A group in Nelson has proposed the awareness day.

A national hi-vis awareness day is being proposed to better support workers in high-risk jobs.

Two men in Nelson have begun planting 42 crosses by a busy Nelson road each week, representing those who lost their lives in the workplace in 2018.

National Hi-Vis Day Marketing Manager Murray Leaning and founder Steve McIntyre say the campaign is called Now You See Me.

"What we're trying to do is put a human face behind the hi-vis," Mr Leaning told 1 NEWS.

"If it says to the people in hi-vis out there at work that we've got their back, I think that's gonna make them feel so much better about the often dangerous jobs they're doing".

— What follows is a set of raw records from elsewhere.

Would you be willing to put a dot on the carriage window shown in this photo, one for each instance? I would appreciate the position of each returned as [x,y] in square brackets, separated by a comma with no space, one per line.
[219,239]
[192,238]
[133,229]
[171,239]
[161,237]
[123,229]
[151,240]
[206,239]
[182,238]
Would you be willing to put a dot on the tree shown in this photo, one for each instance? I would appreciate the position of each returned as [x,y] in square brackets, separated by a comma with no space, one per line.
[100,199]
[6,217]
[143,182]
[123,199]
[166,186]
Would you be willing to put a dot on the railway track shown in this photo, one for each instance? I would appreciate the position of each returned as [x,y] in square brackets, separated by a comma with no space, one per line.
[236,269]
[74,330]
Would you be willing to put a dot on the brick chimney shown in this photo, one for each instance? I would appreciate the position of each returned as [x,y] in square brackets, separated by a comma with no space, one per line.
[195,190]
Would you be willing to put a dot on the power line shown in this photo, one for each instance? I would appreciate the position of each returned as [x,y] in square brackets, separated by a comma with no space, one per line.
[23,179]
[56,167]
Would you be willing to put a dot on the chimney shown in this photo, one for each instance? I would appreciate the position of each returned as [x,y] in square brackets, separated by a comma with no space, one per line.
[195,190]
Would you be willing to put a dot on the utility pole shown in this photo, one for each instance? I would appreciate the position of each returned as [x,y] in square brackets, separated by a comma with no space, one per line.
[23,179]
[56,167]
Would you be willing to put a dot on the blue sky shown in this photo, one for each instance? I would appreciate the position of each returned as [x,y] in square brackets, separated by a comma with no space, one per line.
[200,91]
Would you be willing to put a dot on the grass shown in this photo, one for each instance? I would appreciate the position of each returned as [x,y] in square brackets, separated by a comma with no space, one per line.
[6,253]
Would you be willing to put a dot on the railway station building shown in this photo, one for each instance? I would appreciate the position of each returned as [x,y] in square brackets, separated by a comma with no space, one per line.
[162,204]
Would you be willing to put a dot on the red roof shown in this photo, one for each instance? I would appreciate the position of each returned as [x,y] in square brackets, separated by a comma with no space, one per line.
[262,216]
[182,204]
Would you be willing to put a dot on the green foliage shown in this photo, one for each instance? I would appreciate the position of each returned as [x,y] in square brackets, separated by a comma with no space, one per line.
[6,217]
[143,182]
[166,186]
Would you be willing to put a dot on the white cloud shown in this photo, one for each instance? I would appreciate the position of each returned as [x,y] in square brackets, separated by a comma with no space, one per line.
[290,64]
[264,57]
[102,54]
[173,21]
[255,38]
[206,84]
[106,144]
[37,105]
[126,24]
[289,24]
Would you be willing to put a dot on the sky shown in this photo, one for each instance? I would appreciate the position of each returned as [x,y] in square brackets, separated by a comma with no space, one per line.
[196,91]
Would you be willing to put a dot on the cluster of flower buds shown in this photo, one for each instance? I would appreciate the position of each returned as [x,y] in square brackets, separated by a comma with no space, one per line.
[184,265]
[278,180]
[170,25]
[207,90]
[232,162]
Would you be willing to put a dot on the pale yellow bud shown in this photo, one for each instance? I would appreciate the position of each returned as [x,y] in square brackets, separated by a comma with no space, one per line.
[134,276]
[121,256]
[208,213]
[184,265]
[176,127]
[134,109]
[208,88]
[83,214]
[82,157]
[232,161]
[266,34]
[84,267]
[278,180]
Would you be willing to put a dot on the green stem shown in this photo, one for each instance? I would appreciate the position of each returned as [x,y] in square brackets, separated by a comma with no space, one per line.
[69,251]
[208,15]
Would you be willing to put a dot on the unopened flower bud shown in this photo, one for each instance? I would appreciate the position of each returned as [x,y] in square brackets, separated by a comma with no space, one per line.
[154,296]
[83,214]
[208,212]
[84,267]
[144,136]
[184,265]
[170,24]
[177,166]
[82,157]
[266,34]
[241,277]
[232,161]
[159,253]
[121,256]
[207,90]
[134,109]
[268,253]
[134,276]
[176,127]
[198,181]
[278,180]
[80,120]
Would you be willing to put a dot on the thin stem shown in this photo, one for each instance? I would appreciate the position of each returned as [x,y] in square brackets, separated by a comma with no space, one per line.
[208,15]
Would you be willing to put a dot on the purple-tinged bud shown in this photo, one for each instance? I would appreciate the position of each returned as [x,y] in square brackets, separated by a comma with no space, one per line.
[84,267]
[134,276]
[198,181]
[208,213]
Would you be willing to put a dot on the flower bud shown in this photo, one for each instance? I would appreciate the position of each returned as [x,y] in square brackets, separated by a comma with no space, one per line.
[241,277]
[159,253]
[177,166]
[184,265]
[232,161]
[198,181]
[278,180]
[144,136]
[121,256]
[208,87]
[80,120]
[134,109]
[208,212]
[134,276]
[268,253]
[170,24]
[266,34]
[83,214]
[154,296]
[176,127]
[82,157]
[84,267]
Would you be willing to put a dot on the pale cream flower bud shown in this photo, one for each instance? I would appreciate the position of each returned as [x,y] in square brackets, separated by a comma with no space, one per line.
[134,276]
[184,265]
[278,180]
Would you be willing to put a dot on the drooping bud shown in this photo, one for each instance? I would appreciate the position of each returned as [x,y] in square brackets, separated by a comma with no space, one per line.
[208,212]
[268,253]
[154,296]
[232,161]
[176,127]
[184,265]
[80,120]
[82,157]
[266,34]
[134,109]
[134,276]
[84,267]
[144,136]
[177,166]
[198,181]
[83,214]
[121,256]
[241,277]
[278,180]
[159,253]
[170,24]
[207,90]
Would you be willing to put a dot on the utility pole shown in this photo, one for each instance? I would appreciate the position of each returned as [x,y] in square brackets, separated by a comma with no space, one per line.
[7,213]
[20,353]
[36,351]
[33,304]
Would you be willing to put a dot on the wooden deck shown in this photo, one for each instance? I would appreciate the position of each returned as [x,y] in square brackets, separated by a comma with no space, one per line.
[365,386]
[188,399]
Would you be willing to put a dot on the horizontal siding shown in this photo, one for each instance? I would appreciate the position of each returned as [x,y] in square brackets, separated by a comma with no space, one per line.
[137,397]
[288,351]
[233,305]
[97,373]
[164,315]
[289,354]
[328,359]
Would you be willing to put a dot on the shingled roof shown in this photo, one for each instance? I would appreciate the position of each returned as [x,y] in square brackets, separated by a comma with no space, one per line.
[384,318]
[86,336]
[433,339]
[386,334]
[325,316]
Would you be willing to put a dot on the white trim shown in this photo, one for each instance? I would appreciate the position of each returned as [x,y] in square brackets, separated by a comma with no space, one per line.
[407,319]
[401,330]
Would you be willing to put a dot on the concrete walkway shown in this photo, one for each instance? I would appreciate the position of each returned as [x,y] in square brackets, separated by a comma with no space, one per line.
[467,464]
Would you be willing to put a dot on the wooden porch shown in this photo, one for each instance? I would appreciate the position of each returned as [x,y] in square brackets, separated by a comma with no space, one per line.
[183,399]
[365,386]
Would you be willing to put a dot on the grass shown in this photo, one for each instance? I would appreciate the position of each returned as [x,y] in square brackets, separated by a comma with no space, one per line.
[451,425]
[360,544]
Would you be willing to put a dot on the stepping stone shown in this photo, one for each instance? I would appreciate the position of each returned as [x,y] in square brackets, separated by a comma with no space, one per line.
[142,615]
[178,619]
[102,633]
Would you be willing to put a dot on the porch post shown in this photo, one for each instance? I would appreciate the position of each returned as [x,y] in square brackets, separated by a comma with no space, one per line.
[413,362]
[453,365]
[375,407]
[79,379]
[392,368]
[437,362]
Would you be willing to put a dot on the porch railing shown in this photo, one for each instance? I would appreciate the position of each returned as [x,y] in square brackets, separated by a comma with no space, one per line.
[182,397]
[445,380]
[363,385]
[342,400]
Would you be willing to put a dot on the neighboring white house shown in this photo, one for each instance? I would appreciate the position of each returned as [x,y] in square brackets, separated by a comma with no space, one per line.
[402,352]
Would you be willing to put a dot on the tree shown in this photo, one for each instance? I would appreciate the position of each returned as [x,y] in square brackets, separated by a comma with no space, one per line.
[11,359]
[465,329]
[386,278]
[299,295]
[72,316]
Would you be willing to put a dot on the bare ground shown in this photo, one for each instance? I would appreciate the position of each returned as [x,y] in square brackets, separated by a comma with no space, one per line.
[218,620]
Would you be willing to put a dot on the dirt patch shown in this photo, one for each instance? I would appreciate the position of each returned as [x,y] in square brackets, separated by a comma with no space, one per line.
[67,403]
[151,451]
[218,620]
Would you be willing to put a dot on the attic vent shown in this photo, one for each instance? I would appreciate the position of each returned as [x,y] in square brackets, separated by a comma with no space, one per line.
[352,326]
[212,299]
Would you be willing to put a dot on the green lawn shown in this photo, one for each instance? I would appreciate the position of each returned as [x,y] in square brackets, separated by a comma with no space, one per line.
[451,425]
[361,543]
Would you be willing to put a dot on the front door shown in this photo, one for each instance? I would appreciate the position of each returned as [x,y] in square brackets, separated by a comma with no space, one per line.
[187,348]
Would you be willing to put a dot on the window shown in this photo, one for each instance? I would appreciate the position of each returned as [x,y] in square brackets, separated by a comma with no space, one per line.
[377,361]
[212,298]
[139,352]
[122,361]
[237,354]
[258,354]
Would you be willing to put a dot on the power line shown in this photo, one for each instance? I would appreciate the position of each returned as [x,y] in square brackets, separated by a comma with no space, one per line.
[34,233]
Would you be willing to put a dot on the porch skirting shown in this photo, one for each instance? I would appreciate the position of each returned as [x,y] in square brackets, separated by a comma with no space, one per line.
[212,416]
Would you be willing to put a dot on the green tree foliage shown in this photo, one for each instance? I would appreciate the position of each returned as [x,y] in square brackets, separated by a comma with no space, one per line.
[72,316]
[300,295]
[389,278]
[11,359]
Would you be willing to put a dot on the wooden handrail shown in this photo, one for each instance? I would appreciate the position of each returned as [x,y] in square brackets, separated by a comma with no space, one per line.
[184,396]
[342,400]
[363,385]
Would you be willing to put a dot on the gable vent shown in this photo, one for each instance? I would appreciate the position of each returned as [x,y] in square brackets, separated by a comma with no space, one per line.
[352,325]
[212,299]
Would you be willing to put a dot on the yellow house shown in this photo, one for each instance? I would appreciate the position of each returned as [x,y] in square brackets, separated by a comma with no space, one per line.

Near misses and abuse are just part of the working day for some.

Safe Traffic NZ’s Troy Chapman describes feeling like “a human roadcone" at times.

“And that thing's a piece of plastic,” he says. 

“I've had a thickshake thrown at me, it wasn't thrown at me to drink but it was thrown at me. But if they (motorists) just remembered that we are people just like them - A father, mother, brother or sister”.

STMS supervisor James Gates has also experienced some “close calls”.

“Where you get the odd cyclist that comes tearing through your site because they don't want to stop for a stop-go. Or it could be a car that comes tearing through and have come very close to hitting me when I have been putting cones out,” he says. 


Two men in Nelson have begun planting 42 crosses by a busy Nelson road each week, representing those who lost their lives in the workplace in 2018.

The campaign's in support of not only those out on the road, but anyone working in high risk sectors like forestry, construction or agriculture.

Mr Leaning and Mr McIntyre have posted out 35 proposals "to the top 35 companies in the different industries where hi-vis is appropriate".

Starting next year on May 1; they want to see everyone wearing hi-vis arm bands and pins, with donations given to bereaved families.

"We'd love to see an Air NZ plane kitted out as a hi vis plane, it would be absolutely astounding," says Mr Leaning.

Their aim: that no one on the job will feel invisible.